リサは大谷の隣を、口数少なく歩いていた。
喧嘩をしたわけではない。
現に、大谷はさっきから何度もリサに話しかけている。
それでも、リサは大谷と話す気にはなれず、当たり障りのない返事をするばかり。
今日はバレンタイン。
すきな男の子に、チョコレートを渡して愛を告白する日。
・・・けれども。
朝、教室に入った時点で、大谷のロッカーには、既にチョコレートが入っていた。
さらに、休み時間ともなれば、女の子からの呼び出し数度。
最初は気にしないふりをしていたリサでも、呼び出しの回数が増すにつれ、不機嫌さを増す。
しかも、それはほとんどが、本命チョコのようだったから。
やり場のない怒りが、リサの胸の中に溜まっていく。
のぶちゃん曰く。
「卒業が近いからなんちゃう?」
つまり、バレンタイン=卒業前に告白するいいタイミング。
そう思った女の子が沢山いた・・・ということらしい。
けれどもリサは、大谷をすきな女の子が沢山いたという事実に、かなりのショックを受けていた。
しかも、過去2回、手痛い目にあっているバレンタインである。
高1の時は、「もらってやる」という言葉を信じ、大谷に手作りチョコレートケーキを渡す。
・・・「いらん」その一言で拒否される。
高2の時は、「チョコレートくれ」の言葉に、気合充分で大谷にチョコレートを渡す。
・・・やっぱり「受け取れん」で拒否される。(ただし、その後強引に受け取らせた)
が、大谷に想いが通じてから、初めてのバレンタイン。
さすがにリサも、今年こそは大丈夫と思っていた。
・・・それなのに。
今日一日を思い返しながら、リサは溜息を吐く。
・・・なんか。
大谷とはいつも一緒やと思ってたけど。
いつも隣におったつもりやけど。
あたしと大谷が付き合うてるって、あんまり知られてないんかな・・・。
カバンからその姿を覗かせている、すっかり渡しそびれた大谷へのチョコレートを横目で見ながら。
リサはもう一度、深い溜息を吐いた。
* * * * * * * * *
駅前の交差点で信号待ちをしながら、リサは相変わらず無言のまま、大谷の隣にいた。
そして、大谷はそんなリサの様子を、不満げに見ていた。
なんやねん。
さっきから上の空の返事しかせーへんで。
オレの話なんか、ちっとも聞いてへんで、こいつ。
てか、この信号渡ったら、帰る方向、別々になんねんぞ?
・・・忘れてんちゃうか?
今日は何の日だと思ってんねん。
大谷は、前を見つめて立っているリサの横顔を見ながら、声をかけようとするも。
結局は、無言のままリサを見つめていた。
いつもの小泉やったら、こんな時はアホなこと言うて笑ろてんのに。
それでも。
この雰囲気に耐え切れなくなった大谷は、信号が青に変わり、歩きだそうとしたリサの腕を掴んだ。

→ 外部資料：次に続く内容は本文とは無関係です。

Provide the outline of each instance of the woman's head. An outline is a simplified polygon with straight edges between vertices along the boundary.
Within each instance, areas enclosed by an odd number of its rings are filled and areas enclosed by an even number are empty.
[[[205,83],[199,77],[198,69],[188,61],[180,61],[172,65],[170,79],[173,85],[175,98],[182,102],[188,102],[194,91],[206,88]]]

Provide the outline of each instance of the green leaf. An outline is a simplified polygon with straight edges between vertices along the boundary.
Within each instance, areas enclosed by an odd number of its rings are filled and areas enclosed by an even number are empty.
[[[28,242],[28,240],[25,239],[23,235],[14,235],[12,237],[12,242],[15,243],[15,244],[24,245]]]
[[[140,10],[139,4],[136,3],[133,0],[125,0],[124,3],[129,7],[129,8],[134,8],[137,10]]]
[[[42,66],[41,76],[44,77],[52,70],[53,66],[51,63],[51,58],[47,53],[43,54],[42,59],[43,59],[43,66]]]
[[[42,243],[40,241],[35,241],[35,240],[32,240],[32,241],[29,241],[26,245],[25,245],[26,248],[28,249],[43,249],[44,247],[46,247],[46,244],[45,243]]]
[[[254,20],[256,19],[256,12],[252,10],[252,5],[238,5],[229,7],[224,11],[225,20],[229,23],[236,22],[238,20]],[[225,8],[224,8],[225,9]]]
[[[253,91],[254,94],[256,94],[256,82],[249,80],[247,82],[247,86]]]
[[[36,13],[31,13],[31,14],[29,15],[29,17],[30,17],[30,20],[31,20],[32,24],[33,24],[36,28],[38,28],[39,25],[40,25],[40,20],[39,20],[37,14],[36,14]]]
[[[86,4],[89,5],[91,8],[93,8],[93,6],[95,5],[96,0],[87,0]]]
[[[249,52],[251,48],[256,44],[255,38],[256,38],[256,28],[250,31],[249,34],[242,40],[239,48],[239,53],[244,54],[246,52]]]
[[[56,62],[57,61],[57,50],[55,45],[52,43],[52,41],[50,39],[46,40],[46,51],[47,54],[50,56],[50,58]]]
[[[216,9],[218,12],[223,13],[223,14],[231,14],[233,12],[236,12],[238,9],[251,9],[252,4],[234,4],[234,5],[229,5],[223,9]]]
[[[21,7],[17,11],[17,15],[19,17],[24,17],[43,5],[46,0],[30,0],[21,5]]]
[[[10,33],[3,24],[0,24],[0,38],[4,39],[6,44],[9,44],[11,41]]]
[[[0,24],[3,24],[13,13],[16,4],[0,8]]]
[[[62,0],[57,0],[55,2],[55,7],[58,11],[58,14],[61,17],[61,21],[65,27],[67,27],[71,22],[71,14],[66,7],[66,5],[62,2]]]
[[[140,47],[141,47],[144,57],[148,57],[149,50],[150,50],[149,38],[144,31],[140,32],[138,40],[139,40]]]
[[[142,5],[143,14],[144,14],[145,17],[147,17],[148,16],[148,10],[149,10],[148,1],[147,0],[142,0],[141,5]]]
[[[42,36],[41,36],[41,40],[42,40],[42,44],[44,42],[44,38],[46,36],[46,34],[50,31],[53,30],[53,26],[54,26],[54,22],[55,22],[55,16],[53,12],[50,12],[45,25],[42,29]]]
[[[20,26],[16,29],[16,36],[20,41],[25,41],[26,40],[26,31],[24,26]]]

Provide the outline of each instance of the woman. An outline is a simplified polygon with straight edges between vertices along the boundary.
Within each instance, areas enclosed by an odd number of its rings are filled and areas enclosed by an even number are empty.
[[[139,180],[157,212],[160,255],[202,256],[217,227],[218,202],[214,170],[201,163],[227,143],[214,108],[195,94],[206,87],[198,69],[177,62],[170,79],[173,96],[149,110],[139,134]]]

いきなり掴まれた腕に、リサは一瞬ビクッとしながら、振り返って大谷を見る。
「な、なによ・・・」
大谷はじっと、リサを見つめていた。
明らかに不機嫌な顔で。
「おまえ、さっきから、なに怒ってんねん」
「・・・・・・」
「なんでや言うてん」
「・・・大谷の方が、めっちゃ怒ってん気ーする・・・けど」
強く掴まれた腕と、大谷の不機嫌そうな顔に、リサは少し驚いていた。
「アホか。おまえがさっきから、ほとんど口きかへんからやんけ」
「そんなん・・・知らんよ」
途端に、大谷はムッとした表情変わる。
リサは思わず、鞄をぎゅっと抱きしめた。
だって。
あんなにいっぱいチョコレートもろてたやんか。
あたし、一応彼女やねんで。
そんなん見たら、悲しくなるとか、思わんの・・・?
黙りこんだままのリサを見ながら、大谷は何度か頭をかいた。
そして、途切れがちに言った。
「つーか、忘れてる・・・こと、あるやろ・・・」
「・・・なに・・・よ」
「今日・・・」
ふてくされた顔で、言いにくそうにする大谷を見て、リサはそれがバレンタインのことだとすぐにわかった。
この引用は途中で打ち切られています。